Identical Mental Stimulation Mechanism

Curious lines from this Aleister Crowley, in Eight Lectures on Yoga:

Suppose I want to evoke the “Intelligence” of Jupiter. I base my work upon the correspondences of Jupiter. I base my mathematics on the number 4 and its subservient numbers 16, 34, 136. I employ the square or rhombus. For my sacred animal I choose the eagle, or some other sacred to Jupiter. For my perfume, saffron—for my libation some preparation of opium or a generous yet sweet and powerful wine such as port. For my magical weapon I take the sceptre; in fact, I continue choosing instruments for every act in such a way that I am constantly reminded of my will to evoke Jupiter. I even constrain every object. I extract the Jupiterian elements from all the complex phenomena which surround me. If I look at my carpet, the blues and purples are the colours which stand out as Light against an obsolescent and indeterminate background. And thus I carry on my daily life, using every moment of time in constant selfadmonition to attend to Jupiter. The mind quickly responds to this training; it very soon automatically rejects as unreal anything which is not Jupiter. Everything else escapes notice. And when the time comes for the ceremony of invocation which I have been consistently preparing with all devotion and assiduity, I am quickly inflamed. I am attuned to Jupiter, I am pervaded by Jupiter, I am absorbed by Jupiter, I am caught up into the heaven of Jupiter and wield his thunderbolts. Hebe and Ganymedes bring me wine; the Queen of the Gods is throned at my side, and for my playmates are the fairest maidens of the earth.

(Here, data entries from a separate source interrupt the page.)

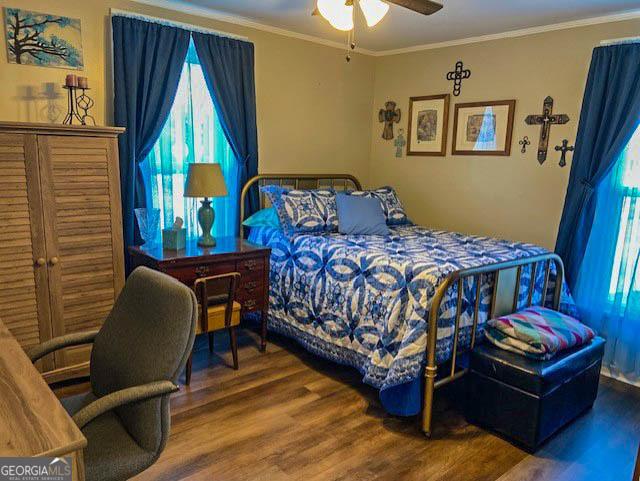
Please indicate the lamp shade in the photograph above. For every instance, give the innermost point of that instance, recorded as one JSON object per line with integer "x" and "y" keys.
{"x": 205, "y": 180}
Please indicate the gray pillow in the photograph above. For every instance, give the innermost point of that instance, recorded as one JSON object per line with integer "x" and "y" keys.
{"x": 360, "y": 216}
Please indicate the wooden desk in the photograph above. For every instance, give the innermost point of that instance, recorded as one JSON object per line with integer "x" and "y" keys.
{"x": 32, "y": 420}
{"x": 231, "y": 254}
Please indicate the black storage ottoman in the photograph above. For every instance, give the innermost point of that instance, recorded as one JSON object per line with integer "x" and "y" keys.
{"x": 527, "y": 401}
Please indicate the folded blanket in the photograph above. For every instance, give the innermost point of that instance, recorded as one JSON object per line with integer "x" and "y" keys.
{"x": 537, "y": 332}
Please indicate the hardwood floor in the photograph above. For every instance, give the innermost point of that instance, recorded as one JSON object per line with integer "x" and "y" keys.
{"x": 287, "y": 415}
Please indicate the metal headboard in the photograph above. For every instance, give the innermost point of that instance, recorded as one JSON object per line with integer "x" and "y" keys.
{"x": 296, "y": 181}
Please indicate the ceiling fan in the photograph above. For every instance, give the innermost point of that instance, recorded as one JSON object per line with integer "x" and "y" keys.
{"x": 340, "y": 13}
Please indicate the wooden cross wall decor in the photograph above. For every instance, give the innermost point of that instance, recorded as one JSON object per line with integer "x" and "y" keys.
{"x": 389, "y": 114}
{"x": 458, "y": 75}
{"x": 546, "y": 120}
{"x": 564, "y": 148}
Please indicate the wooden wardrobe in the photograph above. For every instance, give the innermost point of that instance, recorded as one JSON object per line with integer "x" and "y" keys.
{"x": 61, "y": 248}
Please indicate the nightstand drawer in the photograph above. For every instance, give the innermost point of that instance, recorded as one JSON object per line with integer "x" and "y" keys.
{"x": 248, "y": 266}
{"x": 189, "y": 274}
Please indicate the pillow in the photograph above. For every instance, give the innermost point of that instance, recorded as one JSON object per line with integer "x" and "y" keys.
{"x": 304, "y": 211}
{"x": 537, "y": 332}
{"x": 391, "y": 205}
{"x": 263, "y": 218}
{"x": 360, "y": 216}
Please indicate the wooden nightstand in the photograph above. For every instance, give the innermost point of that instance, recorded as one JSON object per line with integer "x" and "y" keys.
{"x": 229, "y": 255}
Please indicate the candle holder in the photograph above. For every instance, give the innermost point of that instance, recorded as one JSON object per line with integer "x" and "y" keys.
{"x": 78, "y": 106}
{"x": 72, "y": 106}
{"x": 85, "y": 103}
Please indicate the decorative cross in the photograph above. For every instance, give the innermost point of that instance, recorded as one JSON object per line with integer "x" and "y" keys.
{"x": 458, "y": 75}
{"x": 400, "y": 142}
{"x": 525, "y": 142}
{"x": 389, "y": 115}
{"x": 564, "y": 149}
{"x": 546, "y": 120}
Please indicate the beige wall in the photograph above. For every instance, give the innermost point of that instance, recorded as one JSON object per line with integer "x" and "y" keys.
{"x": 510, "y": 197}
{"x": 318, "y": 113}
{"x": 313, "y": 107}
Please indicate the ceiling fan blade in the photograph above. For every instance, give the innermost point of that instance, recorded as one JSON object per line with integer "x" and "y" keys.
{"x": 425, "y": 7}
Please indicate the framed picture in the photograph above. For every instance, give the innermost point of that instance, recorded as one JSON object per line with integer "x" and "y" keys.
{"x": 428, "y": 125}
{"x": 483, "y": 128}
{"x": 41, "y": 39}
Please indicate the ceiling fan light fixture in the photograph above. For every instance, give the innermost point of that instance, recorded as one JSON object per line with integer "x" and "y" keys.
{"x": 374, "y": 11}
{"x": 339, "y": 15}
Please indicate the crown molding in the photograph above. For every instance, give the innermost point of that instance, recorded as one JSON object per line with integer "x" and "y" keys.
{"x": 177, "y": 6}
{"x": 523, "y": 32}
{"x": 246, "y": 22}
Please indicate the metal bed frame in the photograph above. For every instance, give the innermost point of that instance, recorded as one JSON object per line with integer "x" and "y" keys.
{"x": 504, "y": 296}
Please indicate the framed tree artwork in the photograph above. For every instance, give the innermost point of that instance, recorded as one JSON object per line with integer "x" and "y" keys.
{"x": 428, "y": 125}
{"x": 483, "y": 128}
{"x": 41, "y": 39}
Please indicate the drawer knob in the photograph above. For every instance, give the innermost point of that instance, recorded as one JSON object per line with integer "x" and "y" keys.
{"x": 202, "y": 270}
{"x": 251, "y": 265}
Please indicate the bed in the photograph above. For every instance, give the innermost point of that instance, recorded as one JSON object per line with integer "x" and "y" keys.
{"x": 367, "y": 301}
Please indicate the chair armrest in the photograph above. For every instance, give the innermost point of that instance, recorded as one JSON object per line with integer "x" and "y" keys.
{"x": 121, "y": 398}
{"x": 57, "y": 343}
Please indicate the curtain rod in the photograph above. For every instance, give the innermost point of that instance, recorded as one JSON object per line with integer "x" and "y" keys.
{"x": 187, "y": 26}
{"x": 620, "y": 41}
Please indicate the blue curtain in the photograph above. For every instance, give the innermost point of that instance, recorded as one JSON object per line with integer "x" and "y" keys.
{"x": 147, "y": 61}
{"x": 192, "y": 133}
{"x": 610, "y": 114}
{"x": 608, "y": 286}
{"x": 228, "y": 66}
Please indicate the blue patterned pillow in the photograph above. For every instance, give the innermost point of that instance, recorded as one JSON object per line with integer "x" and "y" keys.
{"x": 391, "y": 205}
{"x": 304, "y": 211}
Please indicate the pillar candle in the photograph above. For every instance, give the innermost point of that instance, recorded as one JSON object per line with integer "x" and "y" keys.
{"x": 71, "y": 81}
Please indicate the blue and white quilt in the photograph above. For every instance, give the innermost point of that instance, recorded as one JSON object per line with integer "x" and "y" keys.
{"x": 364, "y": 300}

The parallel with art is perfect. That is to say: both the magician and the artist possess identical mental stimulation mechanism. Following the steps described by Crowley, that is, progressively inciting oneself around the same objective, no doubt it is to be expected a kind of ecstasy, of psychic overflow in the act of materialization of this long sequence of efforts. Turning the lens back to the artist, or rather the poet, it is laughable to sit before the blank sheet of paper waiting for “inspiration”. Certainly, a poet who does this is unprofessional. Sitting down, in art, is what the ceremony is in magic: the serious artist must do it only after completing the necessary preparation and when he feels inflamed, exploding by the expression of a certain idea or feeling. Thus he reaches, after scientific meticulousness in the preparations, the propitious state of mind so that the brilliance and fairness in the expression may spring up in his mind.

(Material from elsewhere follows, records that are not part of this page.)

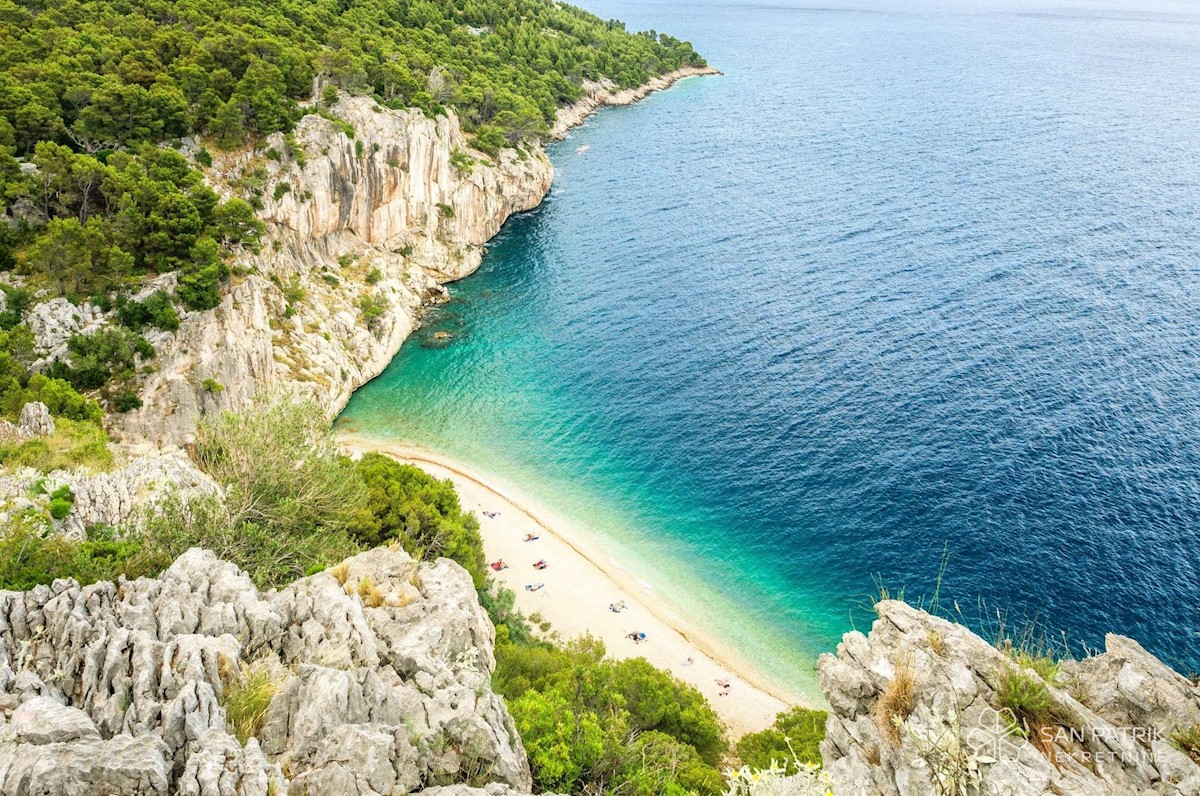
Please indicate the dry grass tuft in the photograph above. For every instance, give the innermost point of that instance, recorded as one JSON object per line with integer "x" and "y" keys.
{"x": 247, "y": 694}
{"x": 899, "y": 698}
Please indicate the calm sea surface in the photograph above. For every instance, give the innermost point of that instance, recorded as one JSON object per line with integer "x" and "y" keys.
{"x": 909, "y": 276}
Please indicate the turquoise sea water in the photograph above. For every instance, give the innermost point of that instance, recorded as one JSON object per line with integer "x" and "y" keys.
{"x": 910, "y": 275}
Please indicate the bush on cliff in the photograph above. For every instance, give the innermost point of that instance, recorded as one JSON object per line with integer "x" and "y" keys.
{"x": 592, "y": 724}
{"x": 421, "y": 513}
{"x": 281, "y": 467}
{"x": 796, "y": 736}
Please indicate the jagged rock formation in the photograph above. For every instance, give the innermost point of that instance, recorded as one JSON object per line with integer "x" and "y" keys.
{"x": 361, "y": 232}
{"x": 1116, "y": 712}
{"x": 381, "y": 220}
{"x": 379, "y": 683}
{"x": 606, "y": 93}
{"x": 143, "y": 477}
{"x": 35, "y": 420}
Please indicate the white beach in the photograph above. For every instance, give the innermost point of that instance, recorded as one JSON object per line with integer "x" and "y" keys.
{"x": 580, "y": 584}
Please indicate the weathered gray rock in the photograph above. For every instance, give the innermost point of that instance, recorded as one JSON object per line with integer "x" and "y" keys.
{"x": 142, "y": 478}
{"x": 373, "y": 205}
{"x": 35, "y": 419}
{"x": 1115, "y": 743}
{"x": 43, "y": 720}
{"x": 121, "y": 766}
{"x": 379, "y": 683}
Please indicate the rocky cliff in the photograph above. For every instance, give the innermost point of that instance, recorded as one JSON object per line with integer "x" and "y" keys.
{"x": 366, "y": 216}
{"x": 372, "y": 677}
{"x": 925, "y": 706}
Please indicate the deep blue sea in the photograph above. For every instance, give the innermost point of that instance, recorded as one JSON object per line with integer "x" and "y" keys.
{"x": 909, "y": 276}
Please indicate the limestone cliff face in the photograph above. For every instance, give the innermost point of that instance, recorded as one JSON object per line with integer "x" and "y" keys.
{"x": 1114, "y": 716}
{"x": 124, "y": 688}
{"x": 361, "y": 233}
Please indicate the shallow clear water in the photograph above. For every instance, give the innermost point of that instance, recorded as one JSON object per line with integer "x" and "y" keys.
{"x": 905, "y": 276}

Antero de Quental and Cesare Pavese

In Cesare Pavese’s diary, suicide can be easily glimpsed since we find, first, the suicidal idea that appears repeatedly as a solution, and, second, temperamental oscillations that cloud the reason. In Antero de Quental, the picture is completely different. Antero is, among other things, a stoic—and this implies both the ability to accept reality and the ability to control himself. In Antero, despite the atrocious psychological conflict, we find reason taking the reins of instinct, and from this it follows that the spirit, accustomed to sharp oscillations, is also accustomed to converting them into fruitful impulses through meditation. How, at the age of forty-nine, could Antero commit suicide? On the one hand, it seems obvious to me that we are all subject to the susceptibilities of the race; on the other hand, it seems erroneous to want to attribute common causes to an uncommon man.

Frankl, Jung and Freud

Thank God I do not frequent psychology clinics, but I would bet that Frankl’s logotherapy outperforms Jung’s analytical psychology and Freud’s psychoanalysis together in the rate of cases of impressive behavioral change and therapeutic success. In logotherapy, I see a very clear exit door in case of good application; something I also see in Jung’s analytical psychology, but not in Freud’s psychoanalysis, which seems more like a palliative system that the patient can never get rid of—at least not in truly serious cases. It is true: there are cases and cases—perhaps, I base my conclusion on the infrequent ones. Psychoanalysis has molded itself to its patients, and for them it can be effective. Analytical psychology, which is broader and deeper, is also capable of treating them—although perhaps for some “psychological types” it is less enjoyable and, consequently, less satisfying. For many patients, routine venting is enough; but for the desperate, the expressly disillusioned who enters a consulting room in complete helplessness, carrying in his hands a mediocre and unsatisfactory life, which methodically inhibits his aspirations and delivers no meaning—for he, the suicidal candidate, sitting on a comfortable divan and moving his facial muscles is useless, and Frankl’s disciple seems to me the best prepared to deliver to him a definitive solution hardly achievable by other therapies.

To Live Is to Believe the Lie

“L’arte de vivere è l’arte di saper credere alle menzogne” —says, rightly, Cesare Pavese. To act, it is necessary to believe; there is no life without hope, without at least a tiny expectation, a minimum twinkle in the eyes that, upon waking, hopes for a better today than yesterday. Man allows himself to be deluded by psychological necessity; illusions are food for a mind programmed to believe. This is why the analysis of the human being necessarily involves the investigation of the irrational.